Populations importantes par région
Drapeau d’Israël Israël 1 400 000
Drapeau de la France France 300 000 à 400 000
Drapeau des États-Unis États-Unis 200 000 à 300 000
Drapeau de l'Argentine Argentine 50 000
Drapeau de la Turquie Turquie 26 000
Drapeau du Maroc Maroc 6 000
Drapeau de la Grèce Grèce 6 000
Drapeau du Royaume-Uni Royaume-Uni 8 000
Drapeau de la Tunisie Tunisie 2 000
Drapeau de la Bosnie-Herzégovine Bosnie-Herzégovine 2 000
Population totale 2 200 000[réf. nécessaire]
Autres
Langues Judéo-espagnol, haketia, judéo-catalan, arabe, shuadit, hébreu
Religions Judaïsme
Ethnies liées Ashkénazes, Juifs Mizrahim, Samaritains,

Les Séfarades (parfois orthographié Sépharade) constituent une branche du judaïsme qui suit le judaïsme liturgique espagnol et portugais (en particulier dans la prononciation des mots des prières). Certains ont contribué aux sciences et techniques en al-Andalus comme Maïmonide, Abraham ibn Ezra, Juda Halevi, Nahmanide, Salomon ibn Gabirol, Moïse de Léon. Le terme « Séfarade » désigne aussi souvent les Juifs non ashkénazes[1] qui ont souvent adopté le rite séfarade au contact des Juifs issus de l'émigration consécutive à l'expulsion des Juifs d'Espagne.

Étymologie

Un juif d'Alger photographié en 1890.

Les Séfarades tirent leur nom de l’hébreu Sefarad qui désigne la péninsule Ibérique.
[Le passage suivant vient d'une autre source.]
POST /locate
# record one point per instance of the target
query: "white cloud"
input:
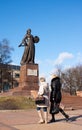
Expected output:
(63, 56)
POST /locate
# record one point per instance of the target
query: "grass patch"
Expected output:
(16, 102)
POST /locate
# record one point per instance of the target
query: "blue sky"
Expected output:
(58, 23)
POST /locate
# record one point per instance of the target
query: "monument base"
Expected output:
(29, 74)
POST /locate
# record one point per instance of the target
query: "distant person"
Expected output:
(55, 98)
(29, 52)
(43, 109)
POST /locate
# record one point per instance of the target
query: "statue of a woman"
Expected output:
(29, 52)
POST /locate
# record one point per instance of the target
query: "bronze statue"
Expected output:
(29, 52)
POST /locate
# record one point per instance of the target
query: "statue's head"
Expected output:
(29, 31)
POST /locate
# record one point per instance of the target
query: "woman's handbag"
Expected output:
(40, 100)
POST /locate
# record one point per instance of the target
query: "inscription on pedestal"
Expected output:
(29, 77)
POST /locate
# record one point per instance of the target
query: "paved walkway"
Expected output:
(27, 120)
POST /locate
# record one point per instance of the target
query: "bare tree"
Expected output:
(5, 52)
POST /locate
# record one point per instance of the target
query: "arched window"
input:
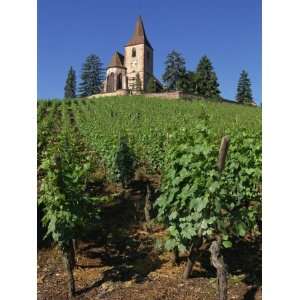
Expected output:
(110, 82)
(133, 53)
(119, 82)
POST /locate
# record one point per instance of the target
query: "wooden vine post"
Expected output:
(215, 249)
(69, 263)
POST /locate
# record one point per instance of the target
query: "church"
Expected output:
(132, 71)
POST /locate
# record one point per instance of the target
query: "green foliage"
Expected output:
(175, 70)
(91, 76)
(206, 81)
(151, 86)
(148, 124)
(70, 86)
(244, 92)
(197, 200)
(125, 162)
(63, 195)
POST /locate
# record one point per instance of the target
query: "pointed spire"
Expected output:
(117, 60)
(139, 35)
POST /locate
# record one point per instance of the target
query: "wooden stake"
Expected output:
(218, 262)
(222, 153)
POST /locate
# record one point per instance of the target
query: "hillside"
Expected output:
(124, 146)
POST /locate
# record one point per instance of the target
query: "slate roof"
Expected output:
(117, 60)
(139, 35)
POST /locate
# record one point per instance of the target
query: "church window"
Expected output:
(133, 52)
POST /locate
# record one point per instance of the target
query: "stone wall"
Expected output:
(116, 93)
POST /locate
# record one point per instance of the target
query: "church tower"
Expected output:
(138, 57)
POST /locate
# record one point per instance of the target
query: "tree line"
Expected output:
(202, 82)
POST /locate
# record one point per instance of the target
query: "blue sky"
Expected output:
(228, 32)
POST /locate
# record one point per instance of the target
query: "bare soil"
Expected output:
(122, 261)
Ce mot est un hapax, c’est-à-dire un terme dont on ne connaît qu'une occurrence (pour celui-ci dans la Bible), et désignerait Sardes, la capitale de la Lydie sur le fleuve Pactole, dont le fameux Crésus fut roi au VIe siècle av. J.-C. Un rapprochement de sonorité avec les Hespérides, nymphes de l’occident, n’est pas exclu.

Il est possible aussi de voir dans le mot « séfarade » un lien avec l’akkadien et surtout l’arabe safar (« voyage »), qu’on retrouve dans safari en swahili. En effet l’idée du perpétuel exil, du Juif errant, la nécessité de fuir sans cesse les persécutions peut avoir produit une appropriation patronymique du concept de voyage, d’errance (ce que ce mot signifie aussi en akkadien).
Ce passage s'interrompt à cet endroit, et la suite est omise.